← Back to context

Comment by redbell

2 days ago

> But <output>? Most have never touched it. Some don’t even know it exists.

Yeah, count me on with those who don't even know it exists. I'm adding this to my TIL.

> When I searched GitHub public repos, it barely showed up at all.

> That absence creates a feedback loop: if no one teaches it, no one uses it.

This has triggered an instant question in my head: Do LLMs actually use it when generating code or they are not well-trained for this specific tag?

I, too, am concerned about AIs not reading the docs. What happens when a new W3C spec comes out and most people are vibe coding? If AIs don't take current specs into account and just regurgitate old code patterns, then disseminating spec updates or new specs will be harder than it already is.

  • Most people don't care about W3C specs as it is, nevermind with vibe coding. The React release notes are the important web standards they follow.

  • Alternate problem. I was trying to fix up an old repo I found which used some pdf tool, but when trying an LLM it insisted on reading all the documentation, but the docs were woefully out of date and didn't match the actually binaries, so it got terribly twisted up.

  • Yeah llms don’t read docs. They repeat the info in docs. And swap letters around the code to make it fit.

LLMs generate code based on statistical patterns found in vast amounts of training data from existing projects, not by reading language specifications. If the tag is rare in the wild, it will be rare in their output.

  • LLMs also don't know about new MCP tools when they are training but they use them perfectly fine when presented with the information about them.
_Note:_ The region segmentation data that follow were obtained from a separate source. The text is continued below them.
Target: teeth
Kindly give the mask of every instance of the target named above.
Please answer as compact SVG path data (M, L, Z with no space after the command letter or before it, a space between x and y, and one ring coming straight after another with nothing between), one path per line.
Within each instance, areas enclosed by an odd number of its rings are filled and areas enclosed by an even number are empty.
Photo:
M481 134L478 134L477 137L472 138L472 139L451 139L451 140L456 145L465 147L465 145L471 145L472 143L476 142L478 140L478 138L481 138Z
    AI software development models and agents can be "taught" to go look at the official version documentation for languages via the prompt (just as one example) without needing to modify their weights.

    One call to getSpecification('Python','3.14') or some similar tool call and they know exactly what they are working with, even if the language version did not exist when the model was trained.

  • I mean, they're trained on specs, too. I'll have to play with asking for semantic HTML and see what they come up with.